Biography of Michael Herr
Michael Herr (born April 13, 1940, in Syracuse, New York) is a writer and former war correspondent, best known as the author of Dispatches (1977), a memoir of his time as a correspondent for Esquire magazine (1967–1969) during the Vietnam War. The book was called the best "to have been written about the Vietnam War" by The New York Times Book Review; novelist John le Carré called it "the best book I have ever read on men and war in our time." Herr later was credited with pioneering the literary genre of the nonfiction novel, along with authors such as Truman Capote, Norman Mailer, and Tom Wolfe.
From 1971 to 1975 he produced no publications. In 1977 he went on the road with rock & roller Ted Nugent and wrote about the experience in a 1978 cover story for Crawdaddy magazine.
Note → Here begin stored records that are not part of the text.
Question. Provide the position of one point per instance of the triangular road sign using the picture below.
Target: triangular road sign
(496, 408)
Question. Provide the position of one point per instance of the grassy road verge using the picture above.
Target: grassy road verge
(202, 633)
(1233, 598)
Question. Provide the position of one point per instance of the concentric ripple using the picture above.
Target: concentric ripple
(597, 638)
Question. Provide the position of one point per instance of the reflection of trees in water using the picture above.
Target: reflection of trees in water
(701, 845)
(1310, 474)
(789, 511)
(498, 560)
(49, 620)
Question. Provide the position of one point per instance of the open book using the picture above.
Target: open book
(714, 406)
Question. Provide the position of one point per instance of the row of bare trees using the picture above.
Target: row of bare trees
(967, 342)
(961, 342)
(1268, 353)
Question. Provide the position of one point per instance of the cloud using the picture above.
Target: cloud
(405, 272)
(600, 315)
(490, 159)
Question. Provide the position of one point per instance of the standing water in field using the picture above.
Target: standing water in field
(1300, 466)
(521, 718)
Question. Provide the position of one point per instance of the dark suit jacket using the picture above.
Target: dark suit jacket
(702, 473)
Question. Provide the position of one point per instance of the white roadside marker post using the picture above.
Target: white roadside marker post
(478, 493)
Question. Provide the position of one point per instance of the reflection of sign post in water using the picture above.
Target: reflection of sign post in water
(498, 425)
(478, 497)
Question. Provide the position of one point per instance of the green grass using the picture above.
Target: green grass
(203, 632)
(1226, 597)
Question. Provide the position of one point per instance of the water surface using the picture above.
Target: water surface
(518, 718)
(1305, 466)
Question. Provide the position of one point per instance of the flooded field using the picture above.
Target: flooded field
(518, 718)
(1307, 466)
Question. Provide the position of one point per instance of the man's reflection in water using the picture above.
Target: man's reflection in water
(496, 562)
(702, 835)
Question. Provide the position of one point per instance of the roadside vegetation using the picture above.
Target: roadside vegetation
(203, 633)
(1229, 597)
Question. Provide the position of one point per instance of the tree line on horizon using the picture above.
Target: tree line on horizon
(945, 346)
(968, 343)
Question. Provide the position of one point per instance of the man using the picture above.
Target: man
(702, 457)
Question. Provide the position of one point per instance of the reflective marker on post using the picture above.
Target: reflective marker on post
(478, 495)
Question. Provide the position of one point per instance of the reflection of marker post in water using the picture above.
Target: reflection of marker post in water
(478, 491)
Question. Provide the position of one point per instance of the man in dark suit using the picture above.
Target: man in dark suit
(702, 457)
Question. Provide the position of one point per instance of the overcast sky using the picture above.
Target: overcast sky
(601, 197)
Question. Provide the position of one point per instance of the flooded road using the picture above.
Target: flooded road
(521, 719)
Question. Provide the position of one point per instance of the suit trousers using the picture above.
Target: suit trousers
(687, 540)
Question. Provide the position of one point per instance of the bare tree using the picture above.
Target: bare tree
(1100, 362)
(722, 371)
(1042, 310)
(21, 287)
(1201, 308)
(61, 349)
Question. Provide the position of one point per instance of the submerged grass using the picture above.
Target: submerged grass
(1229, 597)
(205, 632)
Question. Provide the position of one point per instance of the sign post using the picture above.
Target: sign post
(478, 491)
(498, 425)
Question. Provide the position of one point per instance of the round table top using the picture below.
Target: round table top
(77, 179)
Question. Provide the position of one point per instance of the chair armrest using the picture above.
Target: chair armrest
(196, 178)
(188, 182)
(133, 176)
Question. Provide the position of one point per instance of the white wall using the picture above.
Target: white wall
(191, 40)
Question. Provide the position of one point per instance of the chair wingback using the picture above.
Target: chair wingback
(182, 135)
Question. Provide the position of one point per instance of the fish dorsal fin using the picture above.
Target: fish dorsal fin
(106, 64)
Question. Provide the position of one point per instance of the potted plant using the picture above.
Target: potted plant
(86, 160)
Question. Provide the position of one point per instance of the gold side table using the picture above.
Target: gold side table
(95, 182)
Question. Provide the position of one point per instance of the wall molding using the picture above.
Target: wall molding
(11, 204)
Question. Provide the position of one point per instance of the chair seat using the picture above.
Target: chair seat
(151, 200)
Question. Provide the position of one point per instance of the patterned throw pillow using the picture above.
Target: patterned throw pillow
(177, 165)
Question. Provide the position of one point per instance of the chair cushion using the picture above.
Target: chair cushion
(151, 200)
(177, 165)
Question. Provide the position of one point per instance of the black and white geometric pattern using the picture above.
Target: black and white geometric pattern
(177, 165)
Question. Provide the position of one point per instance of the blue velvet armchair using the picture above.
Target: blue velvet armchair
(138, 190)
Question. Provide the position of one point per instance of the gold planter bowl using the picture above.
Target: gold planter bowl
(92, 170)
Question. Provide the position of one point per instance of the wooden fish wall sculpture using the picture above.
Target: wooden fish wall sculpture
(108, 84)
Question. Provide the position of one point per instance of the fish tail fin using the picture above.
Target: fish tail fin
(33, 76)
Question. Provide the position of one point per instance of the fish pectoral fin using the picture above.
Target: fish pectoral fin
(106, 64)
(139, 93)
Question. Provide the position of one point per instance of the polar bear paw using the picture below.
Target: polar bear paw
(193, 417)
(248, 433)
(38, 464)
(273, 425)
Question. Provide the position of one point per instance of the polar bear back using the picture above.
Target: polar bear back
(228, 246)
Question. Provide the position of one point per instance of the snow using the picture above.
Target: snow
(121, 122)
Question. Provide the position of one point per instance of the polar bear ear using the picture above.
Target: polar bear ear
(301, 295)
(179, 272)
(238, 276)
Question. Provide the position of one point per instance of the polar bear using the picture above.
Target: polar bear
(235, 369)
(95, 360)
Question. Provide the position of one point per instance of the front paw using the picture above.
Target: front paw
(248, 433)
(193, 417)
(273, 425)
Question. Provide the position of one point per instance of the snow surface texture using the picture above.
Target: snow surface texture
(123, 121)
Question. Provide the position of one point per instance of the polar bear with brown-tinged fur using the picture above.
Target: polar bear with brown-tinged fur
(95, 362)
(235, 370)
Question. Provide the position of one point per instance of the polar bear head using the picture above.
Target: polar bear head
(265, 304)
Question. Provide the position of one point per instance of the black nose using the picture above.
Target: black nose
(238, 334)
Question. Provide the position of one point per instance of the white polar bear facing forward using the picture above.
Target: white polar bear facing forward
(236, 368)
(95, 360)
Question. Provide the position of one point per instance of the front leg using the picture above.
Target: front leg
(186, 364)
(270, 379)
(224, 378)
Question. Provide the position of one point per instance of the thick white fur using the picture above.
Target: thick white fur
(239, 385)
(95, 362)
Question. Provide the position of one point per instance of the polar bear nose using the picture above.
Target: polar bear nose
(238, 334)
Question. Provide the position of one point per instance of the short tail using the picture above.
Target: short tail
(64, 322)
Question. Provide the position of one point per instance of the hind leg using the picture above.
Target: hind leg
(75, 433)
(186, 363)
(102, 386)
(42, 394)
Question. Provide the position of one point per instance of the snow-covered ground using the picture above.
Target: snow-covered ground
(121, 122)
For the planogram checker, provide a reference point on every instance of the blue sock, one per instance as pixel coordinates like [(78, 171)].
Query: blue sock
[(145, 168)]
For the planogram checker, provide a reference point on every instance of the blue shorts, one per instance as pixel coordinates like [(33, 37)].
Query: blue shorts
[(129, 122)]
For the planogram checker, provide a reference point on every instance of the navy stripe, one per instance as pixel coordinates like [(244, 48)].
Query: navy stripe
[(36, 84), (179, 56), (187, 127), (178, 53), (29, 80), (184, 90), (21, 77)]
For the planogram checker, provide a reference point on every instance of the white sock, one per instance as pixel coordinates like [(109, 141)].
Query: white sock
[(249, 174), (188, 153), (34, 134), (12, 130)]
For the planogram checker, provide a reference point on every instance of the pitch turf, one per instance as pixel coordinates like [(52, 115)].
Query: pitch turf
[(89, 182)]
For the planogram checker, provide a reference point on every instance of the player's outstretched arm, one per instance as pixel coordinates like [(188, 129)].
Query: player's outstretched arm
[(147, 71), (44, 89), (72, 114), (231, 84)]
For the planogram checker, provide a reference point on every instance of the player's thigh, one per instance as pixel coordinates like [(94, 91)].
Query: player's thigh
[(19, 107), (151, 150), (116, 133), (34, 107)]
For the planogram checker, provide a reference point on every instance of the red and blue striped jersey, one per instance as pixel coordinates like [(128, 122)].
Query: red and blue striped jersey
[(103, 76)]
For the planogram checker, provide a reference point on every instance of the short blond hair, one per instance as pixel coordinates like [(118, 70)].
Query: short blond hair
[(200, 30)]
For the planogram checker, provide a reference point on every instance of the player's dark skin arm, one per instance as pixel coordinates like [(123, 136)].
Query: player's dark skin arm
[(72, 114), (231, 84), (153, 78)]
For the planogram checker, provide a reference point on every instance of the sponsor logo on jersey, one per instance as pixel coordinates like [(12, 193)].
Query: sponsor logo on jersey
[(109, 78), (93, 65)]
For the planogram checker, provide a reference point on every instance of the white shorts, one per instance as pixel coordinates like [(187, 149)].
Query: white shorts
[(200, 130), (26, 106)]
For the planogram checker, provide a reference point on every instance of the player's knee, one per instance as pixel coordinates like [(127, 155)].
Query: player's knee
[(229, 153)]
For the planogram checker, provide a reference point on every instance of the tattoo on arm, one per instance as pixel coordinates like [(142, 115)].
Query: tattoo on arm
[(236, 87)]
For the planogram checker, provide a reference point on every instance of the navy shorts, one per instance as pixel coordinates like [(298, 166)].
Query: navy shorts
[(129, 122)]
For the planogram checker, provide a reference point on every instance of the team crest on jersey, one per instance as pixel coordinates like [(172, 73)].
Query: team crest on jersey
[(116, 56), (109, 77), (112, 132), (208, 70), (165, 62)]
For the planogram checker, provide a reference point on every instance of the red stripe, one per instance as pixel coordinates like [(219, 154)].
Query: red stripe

Herr co-wrote the screenplay for Full Metal Jacket with his close friend director Stanley Kubrick and author Gustav Hasford. The film was based on Hasford's novel The Short-Timers and the screenplay was nominated for an Academy award. He also contributed to the narration for Francis Ford Coppola's Apocalypse Now. He collaborated with Richard Stanley in writing the original screenplay for the 1996 adaptation of the H.G. Wells novel, The Island of Dr. Moreau. However, Stanley claims the subsequent rewrites cost Herr his writing credit, omitting most of the material created by the two writers. The omission probably worked to his favor, however, since the movie was panned by critics and earned credited writers Stanley and Ron Hutchinson a Razzie Award for Worst Screenplay of 1997.
Herr wrote a pair of articles for Vanity Fair about Stanley Kubrick, which were later incorporated into the small book Kubrick, a very personal biography of the director. He declined to edit the script of Kubrick's film Eyes Wide Shut.
Michael Herr is retired and living with his wife Valerie Herr in Delhi, NY.